We’re all told that as we age it’s generally a good idea to schedule basic, routine hearing tests with our doctor to keep tabs on how well our hearing is, but a panel of experts at the U.S. Preventive Services Task Force are bringing into question the benefit of routine hearing tests.
The panel reviewed evidence from 1950 on up to early 2010 and found that there is no way to measure how beneficial routine hearing tests are, and what the potential harms, if any, of having the tests could be.
“We just don’t have enough evidence to show there would be a benefit [to having routine hearing tests],” said Dr. Albert Siu, a vice chairman of the USPSTF. “Hearing loss hasn’t been adequately addressed in the research literature.”
To be clear, Siu is referring only to asymptomatic adults–those who don’t appear to show any clear signs of hearing loss. If you are showing signs–or even think you’re showing signs–the USPSTF recommends that you should absolutely bring it up to your doctor, who can order tests to determine whether you have hearing loss, and the extent of it.

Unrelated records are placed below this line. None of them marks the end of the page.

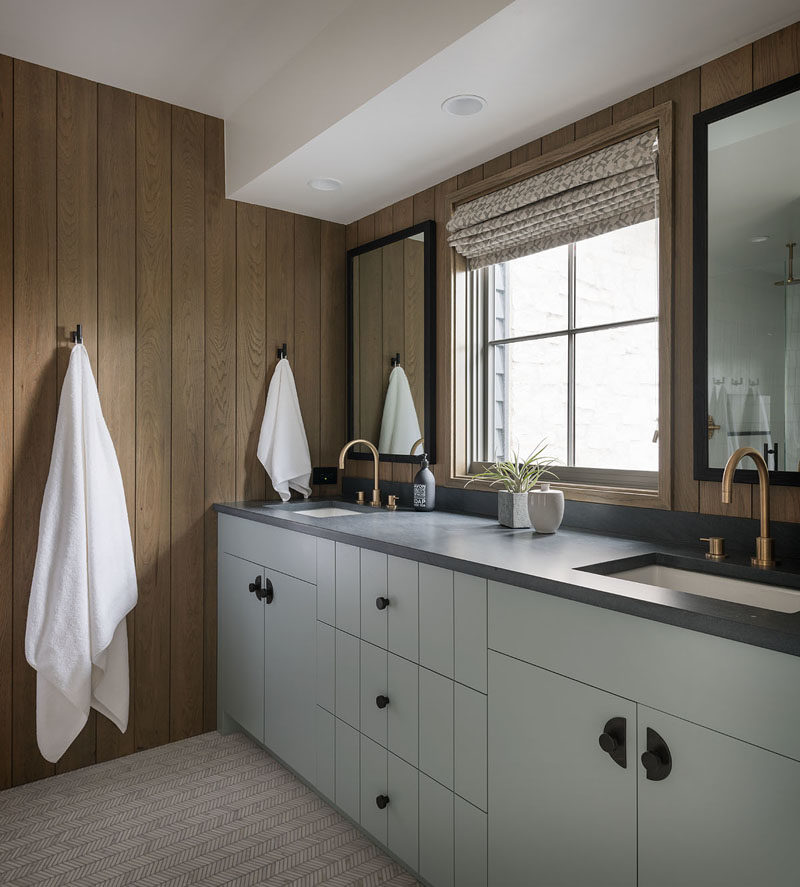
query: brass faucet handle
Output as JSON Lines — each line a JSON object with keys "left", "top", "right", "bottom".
{"left": 386, "top": 495, "right": 398, "bottom": 511}
{"left": 370, "top": 489, "right": 381, "bottom": 508}
{"left": 700, "top": 537, "right": 726, "bottom": 560}
{"left": 356, "top": 490, "right": 366, "bottom": 505}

“If you have a hearing problem, you should absolutely bring it up with your doctor,” Siu told Reuters Health, adding: “This is not about fancy audiometric screenings. This is just about simple screenings that doctors and clinicians can do in the office.”
The real point behind the study is to show the necessity for further research into hearing loss, as well as the potential benefits and harms of having them. There’s no evidence to suggest that routine hearing tests could be bad for you, so you shouldn’t take the report as an excuse to avoid speaking with your doctor about your hearing.
“I think the recommendation is nothing more than a call to action for researchers,” American Speech-Language-Hearing Association vice president Jaynee A. Handelsman told Reuters Health.
“The gist of the recommendation is that there is not sufficient evidence to say whether we are or we’re not supposed to be screening adults 50 years old and older.”